If you’ve been using the COMBINA function in Google Sheets and it’s not working, it’s likely you’ve encountered one of the following common errors. This section will help you identify these errors, understand their causes, and provide solutions for fixing them.

### #VALUE! Error

**Cause**: This error might occur if the arguments provided in the COMBINA function are non-numeric, negative, or if the number of combinations to choose (k) is larger than the total number of items (n).

**Solution**: Ensure you enter numeric values for both arguments in the function. Also, the number of items (n) and the number of combinations to choose (k) should be positive, and k should never be larger than n.
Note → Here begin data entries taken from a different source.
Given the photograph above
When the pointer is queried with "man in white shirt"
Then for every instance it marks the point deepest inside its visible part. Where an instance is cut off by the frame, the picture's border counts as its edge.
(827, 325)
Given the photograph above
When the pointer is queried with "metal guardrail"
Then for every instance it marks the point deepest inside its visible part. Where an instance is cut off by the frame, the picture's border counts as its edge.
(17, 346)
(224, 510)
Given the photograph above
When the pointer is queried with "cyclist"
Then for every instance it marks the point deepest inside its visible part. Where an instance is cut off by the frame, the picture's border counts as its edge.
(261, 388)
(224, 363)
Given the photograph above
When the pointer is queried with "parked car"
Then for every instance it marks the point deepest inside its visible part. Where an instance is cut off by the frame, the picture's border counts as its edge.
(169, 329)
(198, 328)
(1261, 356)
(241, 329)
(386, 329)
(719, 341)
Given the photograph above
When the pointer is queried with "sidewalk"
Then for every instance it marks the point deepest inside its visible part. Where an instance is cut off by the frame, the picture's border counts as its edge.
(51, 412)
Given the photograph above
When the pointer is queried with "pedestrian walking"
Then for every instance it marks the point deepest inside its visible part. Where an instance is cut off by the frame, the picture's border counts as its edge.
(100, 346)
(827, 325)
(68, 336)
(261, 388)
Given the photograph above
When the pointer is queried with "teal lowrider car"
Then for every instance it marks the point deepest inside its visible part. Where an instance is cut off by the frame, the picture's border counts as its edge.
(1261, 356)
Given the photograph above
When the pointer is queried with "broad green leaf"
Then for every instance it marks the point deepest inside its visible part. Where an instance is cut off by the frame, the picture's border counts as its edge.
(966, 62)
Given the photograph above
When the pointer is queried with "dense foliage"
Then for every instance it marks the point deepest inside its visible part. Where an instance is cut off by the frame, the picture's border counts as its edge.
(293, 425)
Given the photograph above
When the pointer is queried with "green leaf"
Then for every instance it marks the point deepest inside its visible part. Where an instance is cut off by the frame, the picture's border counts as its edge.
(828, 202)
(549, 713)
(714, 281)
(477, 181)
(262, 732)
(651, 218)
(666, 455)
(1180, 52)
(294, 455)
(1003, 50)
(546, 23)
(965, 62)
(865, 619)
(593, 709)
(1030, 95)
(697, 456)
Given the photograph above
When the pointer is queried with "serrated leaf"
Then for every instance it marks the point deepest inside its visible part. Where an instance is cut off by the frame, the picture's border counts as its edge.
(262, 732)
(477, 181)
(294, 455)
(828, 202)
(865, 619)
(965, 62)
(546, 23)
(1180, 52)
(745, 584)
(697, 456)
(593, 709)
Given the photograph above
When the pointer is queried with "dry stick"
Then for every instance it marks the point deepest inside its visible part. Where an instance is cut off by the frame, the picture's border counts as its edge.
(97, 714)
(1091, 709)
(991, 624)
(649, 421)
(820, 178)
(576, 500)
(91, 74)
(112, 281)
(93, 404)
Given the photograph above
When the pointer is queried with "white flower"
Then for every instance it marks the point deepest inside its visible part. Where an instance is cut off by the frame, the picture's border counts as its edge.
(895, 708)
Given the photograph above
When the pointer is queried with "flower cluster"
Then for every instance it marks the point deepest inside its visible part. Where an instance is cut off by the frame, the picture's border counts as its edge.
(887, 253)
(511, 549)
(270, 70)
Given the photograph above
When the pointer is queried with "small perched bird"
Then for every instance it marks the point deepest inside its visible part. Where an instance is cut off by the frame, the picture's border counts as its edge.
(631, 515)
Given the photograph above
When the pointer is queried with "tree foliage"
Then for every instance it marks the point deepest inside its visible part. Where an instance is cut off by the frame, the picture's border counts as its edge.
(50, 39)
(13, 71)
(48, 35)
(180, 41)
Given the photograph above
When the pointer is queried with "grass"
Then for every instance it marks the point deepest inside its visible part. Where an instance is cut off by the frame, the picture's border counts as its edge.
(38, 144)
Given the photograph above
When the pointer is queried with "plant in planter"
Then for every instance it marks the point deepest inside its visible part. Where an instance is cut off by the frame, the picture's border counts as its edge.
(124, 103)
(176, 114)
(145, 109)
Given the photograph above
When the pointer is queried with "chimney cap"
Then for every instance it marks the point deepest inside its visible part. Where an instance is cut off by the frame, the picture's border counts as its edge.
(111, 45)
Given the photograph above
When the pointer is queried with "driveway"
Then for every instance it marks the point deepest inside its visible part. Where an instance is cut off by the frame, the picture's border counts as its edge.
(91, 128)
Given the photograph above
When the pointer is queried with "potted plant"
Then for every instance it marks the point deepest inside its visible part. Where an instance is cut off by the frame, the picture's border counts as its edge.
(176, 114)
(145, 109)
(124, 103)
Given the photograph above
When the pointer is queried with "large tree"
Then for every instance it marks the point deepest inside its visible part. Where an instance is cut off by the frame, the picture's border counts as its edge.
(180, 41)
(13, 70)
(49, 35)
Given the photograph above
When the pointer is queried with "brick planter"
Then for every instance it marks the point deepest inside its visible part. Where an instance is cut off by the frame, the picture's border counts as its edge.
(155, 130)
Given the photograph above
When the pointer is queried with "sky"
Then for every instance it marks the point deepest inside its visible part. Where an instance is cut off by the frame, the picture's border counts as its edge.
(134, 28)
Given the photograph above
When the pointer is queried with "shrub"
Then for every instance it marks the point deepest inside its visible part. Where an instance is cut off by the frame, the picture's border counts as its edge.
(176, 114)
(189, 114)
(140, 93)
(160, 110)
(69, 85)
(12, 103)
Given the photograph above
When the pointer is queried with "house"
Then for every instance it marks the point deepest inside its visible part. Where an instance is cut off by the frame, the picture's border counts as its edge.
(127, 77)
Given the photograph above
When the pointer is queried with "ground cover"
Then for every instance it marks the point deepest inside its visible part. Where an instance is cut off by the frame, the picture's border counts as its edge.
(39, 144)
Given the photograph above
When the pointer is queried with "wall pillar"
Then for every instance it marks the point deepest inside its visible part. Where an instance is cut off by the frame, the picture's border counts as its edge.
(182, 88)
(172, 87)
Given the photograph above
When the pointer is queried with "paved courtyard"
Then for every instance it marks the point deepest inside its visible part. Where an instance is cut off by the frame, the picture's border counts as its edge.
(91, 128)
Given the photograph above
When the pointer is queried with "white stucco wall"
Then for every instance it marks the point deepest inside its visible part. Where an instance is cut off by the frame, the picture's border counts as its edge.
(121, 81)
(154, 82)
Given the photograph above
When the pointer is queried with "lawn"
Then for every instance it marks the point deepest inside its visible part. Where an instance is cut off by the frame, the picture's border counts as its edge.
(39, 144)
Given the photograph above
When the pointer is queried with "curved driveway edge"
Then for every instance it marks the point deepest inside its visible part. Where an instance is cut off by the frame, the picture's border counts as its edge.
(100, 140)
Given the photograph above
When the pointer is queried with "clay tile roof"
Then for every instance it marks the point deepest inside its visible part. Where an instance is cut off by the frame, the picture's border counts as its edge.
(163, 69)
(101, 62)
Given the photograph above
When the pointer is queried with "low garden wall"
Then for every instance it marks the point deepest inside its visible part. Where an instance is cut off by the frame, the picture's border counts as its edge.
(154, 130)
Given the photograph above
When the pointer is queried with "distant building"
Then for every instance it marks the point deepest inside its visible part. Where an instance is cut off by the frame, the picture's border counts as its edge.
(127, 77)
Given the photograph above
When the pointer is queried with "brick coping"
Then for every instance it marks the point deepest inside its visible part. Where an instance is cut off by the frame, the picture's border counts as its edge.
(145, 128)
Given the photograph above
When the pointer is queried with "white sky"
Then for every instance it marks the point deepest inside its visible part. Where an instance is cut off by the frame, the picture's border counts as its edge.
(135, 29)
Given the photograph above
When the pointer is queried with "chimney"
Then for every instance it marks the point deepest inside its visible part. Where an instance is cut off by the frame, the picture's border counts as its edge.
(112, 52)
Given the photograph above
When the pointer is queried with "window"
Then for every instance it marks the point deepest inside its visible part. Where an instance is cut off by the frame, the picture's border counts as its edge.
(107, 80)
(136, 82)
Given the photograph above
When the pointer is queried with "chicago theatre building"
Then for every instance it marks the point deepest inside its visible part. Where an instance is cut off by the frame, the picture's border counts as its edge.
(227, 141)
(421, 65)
For example, COMBINA(3,2) would be a valid usage of the function.

### #N/A Error

**Cause**: The #N/A error usually pops up when the COMBINA function is trying to reference a cell that does not exist or is not accessible.

**Solution**: Double-check your function to ensure all referenced cells exist and are accessible. For instance, you might encounter this error if you’re working with a deleted or protected sheet.

### #DIV/0! Error

**Cause**: This error occurs when the second argument in the COMBINA function (k) is zero. The function cannot calculate combinations when the number to choose from is zero; hence, it results in a division by zero error.

**Solution**: Ensure that the second argument (k) in the COMBINA function is not zero. For example, COMBINA(3,1) would be a valid function usage.

### #NUM! Error

**Cause**: The #NUM! error occurs when the arguments provided in the COMBINA function are larger than what the function can handle. Google Sheets cannot calculate combinations if the total number of items (n) or the number of combinations to choose (k) exceeds 1030.

**Solution**: Keep the values of both arguments (n and k) in the COMBINA function below 1030. If you need to calculate larger combinations, you might need to use a different tool or software that can handle larger numbers.

For more details on the COMBINA function, check out the official documentation at the Google Docs Editors Help Center.